Cannabinoids exhibit a complex array of pharmacological effects that are generally considered to be mediated through at least two G-protein- coupled (GPCR) seven-transmembrane receptors. One of these receptors, designated CB1, is found principally in the central nervous system but it is also present in some peripheral organs. The CB2 receptor was originally identified from macrophages present in the spleen, and it is expressed primarily in the cells associated with the immune system, like spleen, thymus, and tonsils. The physiological and putative therapeutic potential of the CB2 receptor largely remains unexplored; however, recent data indicate that CB2 cannabinoid receptors participate in the control of peripheral pain, inflammation, osteoporosis, growth of malignant gliomas, tumors of immune origin, and immunological disorders such as multiple sclerosis. Furthermore, CB2 agents could be exploited for prevention of Alzheimer’s disease pathology, given of the presence of the CB2 receptor in the brain microglial cells,(2) and may be the basis for developing new drugs for the treatment of amyotrophic lateral sclerosis.(3) Because of the virtually exclusive peripheral expression of CB2, selective CB2 ligands should be devoid of the undesired central nervous system effects typical of (-)-trans-?9-tetrahydrocannabinol, the major psychoactive component of Cannabis sativa L.
In a previous work the binding results of a series of 1,8-naphthyridin-4(1H)-on-3-carboxamide derivatives(4) was reported. Furthermore, recently the three-dimensional models of the CB1 and CB2 receptors by means of a molecular modeling producer was constructed, and a series of CB2 ligands were, docked into both receptors, showing that the CB2 model was reliable and predictive.(5)
In this work, basing on the docking results, , I designed and synthesized new 7-methyl-1,8-naphthyridin-4(1H)-on-3-carboxamide derivatives, analogues derivatives in which the methyl group was removed or substituted with a chlorine atom, fluorine atom, metoxy group and dimethylamino group and new quinolin-4(1H)-on-3-carboxamide derivatives.
The studies of automated docking have showed that all the 1,8-naphthyridine derivatives tested could form an intramolecular H bond between the carbonylic oxygen and the amidic NH, creating a pseudocycle planar with the naphthyridine ring, and our studies suggested that this interaction was quite strong.(5)
To verify the hypothesis of the formation of a planar pseudocycle interaction inside the CB, I synthesized to tested some new compounds characterized by:
• the presence of a hydroxy group in position 4 of the naphthyridine nucleus, instead of the carbonyl oxygen atom, and by partial removal of the aromaticity of the cycle.
• closing of the O in position 4 with the amidic NH in a cycle to five atoms, to mime the pseudocycle planar of the energetic form more stable.
• shifting from position 3 to position 2 of the heterocyclic nucleus, of the carboxamide group.
Successful I synthesized new 1,8-naphthrydine characterized by the presence of a carbonilic group in position 2, to verify if this shift could be create a new interaction of binding site receptor.

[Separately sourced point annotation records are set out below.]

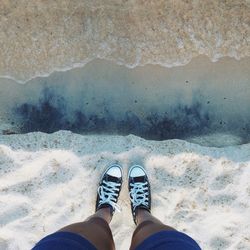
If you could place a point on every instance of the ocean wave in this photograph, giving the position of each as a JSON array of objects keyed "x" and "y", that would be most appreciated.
[{"x": 38, "y": 38}]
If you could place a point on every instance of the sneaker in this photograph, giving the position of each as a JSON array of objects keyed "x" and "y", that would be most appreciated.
[
  {"x": 139, "y": 189},
  {"x": 109, "y": 188}
]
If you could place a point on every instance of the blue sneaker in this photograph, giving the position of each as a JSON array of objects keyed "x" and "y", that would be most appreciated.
[
  {"x": 109, "y": 188},
  {"x": 139, "y": 189}
]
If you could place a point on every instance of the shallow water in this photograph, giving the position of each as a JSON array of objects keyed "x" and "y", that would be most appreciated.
[{"x": 198, "y": 100}]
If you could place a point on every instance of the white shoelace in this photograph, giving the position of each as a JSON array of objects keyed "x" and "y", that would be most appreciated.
[
  {"x": 138, "y": 195},
  {"x": 109, "y": 193}
]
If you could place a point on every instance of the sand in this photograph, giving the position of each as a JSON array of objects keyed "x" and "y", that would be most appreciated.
[{"x": 49, "y": 181}]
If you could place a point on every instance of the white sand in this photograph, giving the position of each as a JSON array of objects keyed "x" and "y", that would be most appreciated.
[{"x": 49, "y": 181}]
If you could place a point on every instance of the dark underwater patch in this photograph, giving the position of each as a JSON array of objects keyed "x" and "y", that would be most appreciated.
[{"x": 51, "y": 114}]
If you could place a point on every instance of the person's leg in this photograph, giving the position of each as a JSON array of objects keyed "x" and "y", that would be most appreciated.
[
  {"x": 147, "y": 225},
  {"x": 150, "y": 232},
  {"x": 95, "y": 229}
]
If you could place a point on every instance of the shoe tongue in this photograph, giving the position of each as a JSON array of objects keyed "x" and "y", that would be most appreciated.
[
  {"x": 111, "y": 178},
  {"x": 139, "y": 179}
]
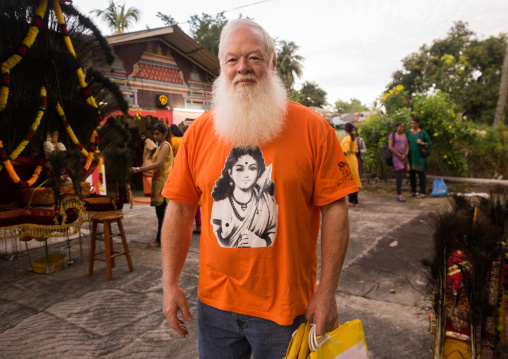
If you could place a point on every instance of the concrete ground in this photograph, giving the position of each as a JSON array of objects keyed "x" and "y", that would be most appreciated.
[{"x": 67, "y": 314}]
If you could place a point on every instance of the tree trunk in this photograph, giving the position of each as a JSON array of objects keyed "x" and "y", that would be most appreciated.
[{"x": 503, "y": 91}]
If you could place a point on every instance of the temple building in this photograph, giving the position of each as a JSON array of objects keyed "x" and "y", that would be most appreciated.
[{"x": 164, "y": 74}]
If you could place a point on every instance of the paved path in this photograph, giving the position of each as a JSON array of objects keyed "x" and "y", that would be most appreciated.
[{"x": 69, "y": 315}]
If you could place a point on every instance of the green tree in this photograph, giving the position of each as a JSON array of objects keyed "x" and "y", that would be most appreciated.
[
  {"x": 354, "y": 105},
  {"x": 312, "y": 95},
  {"x": 168, "y": 20},
  {"x": 461, "y": 65},
  {"x": 207, "y": 29},
  {"x": 289, "y": 64},
  {"x": 117, "y": 18}
]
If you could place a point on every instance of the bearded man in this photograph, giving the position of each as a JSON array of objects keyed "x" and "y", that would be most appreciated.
[{"x": 256, "y": 158}]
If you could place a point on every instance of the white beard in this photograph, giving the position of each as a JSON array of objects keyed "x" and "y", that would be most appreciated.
[{"x": 252, "y": 115}]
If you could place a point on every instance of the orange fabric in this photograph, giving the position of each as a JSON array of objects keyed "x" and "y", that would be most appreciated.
[
  {"x": 147, "y": 183},
  {"x": 175, "y": 142},
  {"x": 308, "y": 170}
]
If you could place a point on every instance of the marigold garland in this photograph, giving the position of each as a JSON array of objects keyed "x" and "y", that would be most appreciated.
[
  {"x": 87, "y": 93},
  {"x": 20, "y": 52},
  {"x": 101, "y": 175},
  {"x": 12, "y": 172},
  {"x": 63, "y": 29},
  {"x": 29, "y": 135}
]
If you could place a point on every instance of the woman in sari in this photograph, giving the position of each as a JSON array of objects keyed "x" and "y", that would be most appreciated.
[
  {"x": 417, "y": 137},
  {"x": 397, "y": 143},
  {"x": 162, "y": 162},
  {"x": 350, "y": 149},
  {"x": 244, "y": 213}
]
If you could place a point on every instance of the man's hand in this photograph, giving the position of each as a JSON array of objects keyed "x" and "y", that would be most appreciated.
[
  {"x": 174, "y": 300},
  {"x": 323, "y": 307},
  {"x": 250, "y": 239}
]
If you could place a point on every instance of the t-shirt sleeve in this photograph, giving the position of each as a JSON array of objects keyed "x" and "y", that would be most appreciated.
[
  {"x": 333, "y": 178},
  {"x": 181, "y": 185},
  {"x": 150, "y": 145},
  {"x": 346, "y": 144}
]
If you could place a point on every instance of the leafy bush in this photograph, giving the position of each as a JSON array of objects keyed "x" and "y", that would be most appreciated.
[{"x": 459, "y": 147}]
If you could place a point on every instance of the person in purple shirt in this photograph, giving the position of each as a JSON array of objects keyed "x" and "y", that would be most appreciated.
[{"x": 397, "y": 143}]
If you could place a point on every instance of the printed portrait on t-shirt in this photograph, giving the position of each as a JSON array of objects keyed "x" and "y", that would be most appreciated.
[{"x": 244, "y": 211}]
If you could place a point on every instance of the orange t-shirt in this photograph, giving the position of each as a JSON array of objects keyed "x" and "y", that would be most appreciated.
[{"x": 273, "y": 192}]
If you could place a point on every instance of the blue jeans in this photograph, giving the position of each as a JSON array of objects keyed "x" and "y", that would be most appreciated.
[{"x": 224, "y": 335}]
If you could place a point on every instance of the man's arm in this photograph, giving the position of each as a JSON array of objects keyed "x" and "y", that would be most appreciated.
[
  {"x": 334, "y": 243},
  {"x": 176, "y": 238}
]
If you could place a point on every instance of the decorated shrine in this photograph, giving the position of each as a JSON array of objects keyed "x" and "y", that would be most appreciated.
[
  {"x": 55, "y": 123},
  {"x": 469, "y": 278}
]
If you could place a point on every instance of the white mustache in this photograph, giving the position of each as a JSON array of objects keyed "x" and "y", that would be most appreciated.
[{"x": 239, "y": 78}]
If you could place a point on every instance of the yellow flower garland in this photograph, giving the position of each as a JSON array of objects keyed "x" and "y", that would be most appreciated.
[
  {"x": 59, "y": 15},
  {"x": 33, "y": 128},
  {"x": 90, "y": 100},
  {"x": 12, "y": 61},
  {"x": 14, "y": 176}
]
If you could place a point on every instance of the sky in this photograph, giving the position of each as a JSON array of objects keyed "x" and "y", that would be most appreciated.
[{"x": 351, "y": 47}]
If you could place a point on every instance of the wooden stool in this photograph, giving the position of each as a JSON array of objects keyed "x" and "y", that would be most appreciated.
[{"x": 109, "y": 253}]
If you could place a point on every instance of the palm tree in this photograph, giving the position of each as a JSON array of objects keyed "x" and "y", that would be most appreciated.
[
  {"x": 289, "y": 65},
  {"x": 117, "y": 18}
]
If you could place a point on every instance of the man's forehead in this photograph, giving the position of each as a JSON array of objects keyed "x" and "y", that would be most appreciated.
[{"x": 241, "y": 35}]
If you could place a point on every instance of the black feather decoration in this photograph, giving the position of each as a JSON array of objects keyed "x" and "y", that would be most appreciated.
[{"x": 472, "y": 232}]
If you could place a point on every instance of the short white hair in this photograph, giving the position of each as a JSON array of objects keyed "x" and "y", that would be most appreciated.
[{"x": 234, "y": 24}]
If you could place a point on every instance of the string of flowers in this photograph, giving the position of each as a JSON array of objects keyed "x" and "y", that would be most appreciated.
[
  {"x": 29, "y": 135},
  {"x": 12, "y": 172},
  {"x": 101, "y": 175},
  {"x": 94, "y": 140},
  {"x": 26, "y": 44},
  {"x": 87, "y": 93}
]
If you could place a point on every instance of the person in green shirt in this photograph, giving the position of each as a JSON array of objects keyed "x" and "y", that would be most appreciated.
[{"x": 417, "y": 136}]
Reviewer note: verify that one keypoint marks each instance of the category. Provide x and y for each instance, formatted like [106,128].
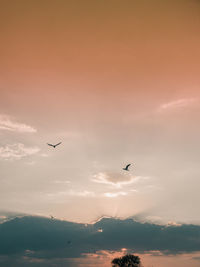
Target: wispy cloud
[117,194]
[17,151]
[179,103]
[116,179]
[7,123]
[72,193]
[61,182]
[84,193]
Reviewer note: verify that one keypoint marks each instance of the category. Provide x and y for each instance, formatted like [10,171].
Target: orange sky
[116,82]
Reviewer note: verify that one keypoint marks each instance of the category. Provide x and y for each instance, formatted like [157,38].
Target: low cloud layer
[50,238]
[116,179]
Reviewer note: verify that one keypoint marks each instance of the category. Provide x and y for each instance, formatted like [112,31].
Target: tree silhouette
[126,261]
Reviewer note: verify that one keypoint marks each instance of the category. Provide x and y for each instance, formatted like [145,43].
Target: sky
[116,82]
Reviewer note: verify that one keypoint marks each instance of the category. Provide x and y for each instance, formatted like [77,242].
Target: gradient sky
[117,82]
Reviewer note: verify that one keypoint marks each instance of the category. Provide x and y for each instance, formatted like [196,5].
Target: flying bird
[127,167]
[54,145]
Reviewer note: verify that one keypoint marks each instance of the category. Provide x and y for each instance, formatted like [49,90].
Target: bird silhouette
[127,167]
[54,145]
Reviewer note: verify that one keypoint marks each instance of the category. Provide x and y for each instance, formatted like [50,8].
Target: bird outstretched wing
[58,144]
[128,166]
[50,144]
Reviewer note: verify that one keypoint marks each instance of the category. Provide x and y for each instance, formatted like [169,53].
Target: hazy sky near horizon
[117,82]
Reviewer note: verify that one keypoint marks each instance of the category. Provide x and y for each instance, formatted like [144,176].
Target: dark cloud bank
[37,241]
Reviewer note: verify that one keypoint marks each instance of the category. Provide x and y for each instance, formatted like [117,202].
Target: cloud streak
[180,103]
[17,151]
[116,179]
[6,123]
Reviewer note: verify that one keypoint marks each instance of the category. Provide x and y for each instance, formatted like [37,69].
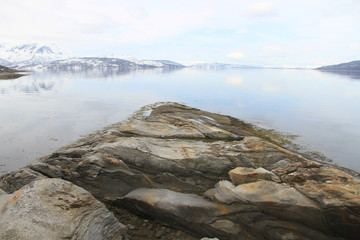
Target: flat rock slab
[155,162]
[241,175]
[56,209]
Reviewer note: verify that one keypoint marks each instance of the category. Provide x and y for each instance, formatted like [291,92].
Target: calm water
[44,111]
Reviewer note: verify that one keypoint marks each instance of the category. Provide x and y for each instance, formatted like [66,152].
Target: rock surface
[56,209]
[174,163]
[241,175]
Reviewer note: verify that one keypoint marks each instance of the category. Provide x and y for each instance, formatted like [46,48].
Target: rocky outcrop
[206,174]
[56,209]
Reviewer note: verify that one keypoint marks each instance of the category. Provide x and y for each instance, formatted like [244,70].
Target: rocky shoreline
[175,172]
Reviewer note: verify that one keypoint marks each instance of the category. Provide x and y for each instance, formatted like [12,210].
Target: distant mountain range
[35,56]
[219,66]
[350,66]
[9,73]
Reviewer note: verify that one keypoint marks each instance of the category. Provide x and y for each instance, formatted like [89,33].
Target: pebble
[131,227]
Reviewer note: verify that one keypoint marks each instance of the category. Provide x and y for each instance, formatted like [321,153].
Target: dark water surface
[44,111]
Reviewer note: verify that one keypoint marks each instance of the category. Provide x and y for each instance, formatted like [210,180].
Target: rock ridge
[203,173]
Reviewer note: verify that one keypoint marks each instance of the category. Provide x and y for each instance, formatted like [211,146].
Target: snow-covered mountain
[87,63]
[28,53]
[35,56]
[219,66]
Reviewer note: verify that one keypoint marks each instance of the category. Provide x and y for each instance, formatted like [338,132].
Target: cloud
[260,9]
[242,31]
[235,80]
[272,51]
[235,55]
[354,46]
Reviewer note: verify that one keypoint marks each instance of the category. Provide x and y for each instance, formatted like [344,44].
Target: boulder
[199,216]
[241,175]
[56,209]
[164,163]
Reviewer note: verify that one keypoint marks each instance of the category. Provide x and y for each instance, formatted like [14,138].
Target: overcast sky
[267,33]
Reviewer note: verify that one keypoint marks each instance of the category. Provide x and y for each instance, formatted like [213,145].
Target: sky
[263,33]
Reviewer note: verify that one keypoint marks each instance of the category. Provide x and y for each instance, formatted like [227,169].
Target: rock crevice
[197,171]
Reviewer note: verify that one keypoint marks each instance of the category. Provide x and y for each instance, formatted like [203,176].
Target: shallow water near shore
[47,110]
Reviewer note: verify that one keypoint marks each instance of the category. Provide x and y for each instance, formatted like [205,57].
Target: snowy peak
[30,53]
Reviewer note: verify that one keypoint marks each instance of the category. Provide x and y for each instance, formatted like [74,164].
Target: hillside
[9,73]
[350,66]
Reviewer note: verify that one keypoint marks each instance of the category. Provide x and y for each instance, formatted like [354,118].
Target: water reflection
[350,74]
[50,109]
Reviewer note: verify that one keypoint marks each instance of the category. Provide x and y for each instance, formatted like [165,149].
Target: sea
[46,110]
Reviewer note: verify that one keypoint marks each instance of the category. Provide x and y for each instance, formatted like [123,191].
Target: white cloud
[272,51]
[354,46]
[235,55]
[260,9]
[242,31]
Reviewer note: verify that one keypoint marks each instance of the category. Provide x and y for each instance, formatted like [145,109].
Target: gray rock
[190,212]
[56,209]
[241,175]
[10,182]
[157,160]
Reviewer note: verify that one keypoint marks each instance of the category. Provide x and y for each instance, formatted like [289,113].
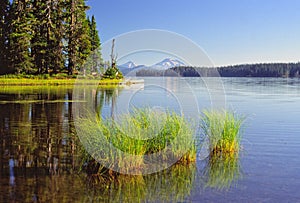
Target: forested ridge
[244,70]
[47,37]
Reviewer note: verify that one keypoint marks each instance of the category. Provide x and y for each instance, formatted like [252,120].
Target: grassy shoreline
[59,82]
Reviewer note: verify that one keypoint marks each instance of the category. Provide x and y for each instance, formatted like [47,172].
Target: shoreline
[66,82]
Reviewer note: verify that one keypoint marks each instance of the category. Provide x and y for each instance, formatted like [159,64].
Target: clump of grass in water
[142,132]
[223,129]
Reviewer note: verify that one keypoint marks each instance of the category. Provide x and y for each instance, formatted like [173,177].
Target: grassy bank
[55,80]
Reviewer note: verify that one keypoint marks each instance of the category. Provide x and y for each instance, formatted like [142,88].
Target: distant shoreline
[65,82]
[276,70]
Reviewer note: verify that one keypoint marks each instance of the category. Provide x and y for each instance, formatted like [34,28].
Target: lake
[39,153]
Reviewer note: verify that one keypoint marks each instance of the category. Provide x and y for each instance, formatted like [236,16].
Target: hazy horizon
[230,32]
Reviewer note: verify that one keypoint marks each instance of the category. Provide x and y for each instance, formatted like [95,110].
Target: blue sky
[230,32]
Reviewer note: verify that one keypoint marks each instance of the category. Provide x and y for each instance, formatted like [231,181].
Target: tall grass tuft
[223,129]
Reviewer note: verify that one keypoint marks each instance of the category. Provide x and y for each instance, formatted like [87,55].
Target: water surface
[39,155]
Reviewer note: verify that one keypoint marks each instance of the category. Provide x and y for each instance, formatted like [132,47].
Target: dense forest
[47,37]
[246,70]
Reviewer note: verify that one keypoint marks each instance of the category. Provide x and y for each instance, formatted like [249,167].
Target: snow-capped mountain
[167,63]
[131,67]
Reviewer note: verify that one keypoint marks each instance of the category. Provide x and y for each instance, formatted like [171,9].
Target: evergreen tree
[95,45]
[79,45]
[4,32]
[21,36]
[47,42]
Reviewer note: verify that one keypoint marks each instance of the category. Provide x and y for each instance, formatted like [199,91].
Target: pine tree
[78,34]
[21,36]
[95,45]
[47,42]
[4,32]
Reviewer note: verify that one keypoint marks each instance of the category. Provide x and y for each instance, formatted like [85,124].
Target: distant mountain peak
[168,63]
[128,64]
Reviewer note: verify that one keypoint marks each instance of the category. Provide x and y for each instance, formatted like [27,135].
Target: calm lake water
[39,155]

New 1,8-naphthrydine and quinoline derivatives characterized by the presence of a carbonilic group in positions 4 and 2, and finally to verify the importance of the presence of both aromatic rings in the central lipophilic bicyclic core, I have synthesized the pyridin compounds.

(1) Dewick, P. M. Medicinal Natural Products. A Biosynthetic Approach, 2nd ed.; John Wiley & Sons: New York, 2002; pp 86-89.
(2) Stella, N. Cannabinoid signaling in glial cells. Glia 2004, 48, 267-277.
(3) Kim, K.; Moore, D.H.; Markriyannis, A.; Abood, M.E.. Eur J Pharmacol. 2006, 542,100.
(4) Ferrarini, P. L.; Calderone, V.; Cavallini, T.; Manera, C.; Saccomanni, G.; Pani, L.; Ruiu, S.; Gessa, G. L .. Bioorg. Med. Chem. 2004, 12, 1921-1933.
(5) Tuccinardi, T.; Ferrarini, P. L.; Manera, C.; Ortore, G.; Saccomanni, G.; Martinelli, A. . J. Med. Chem. 2006, 49, 984-994.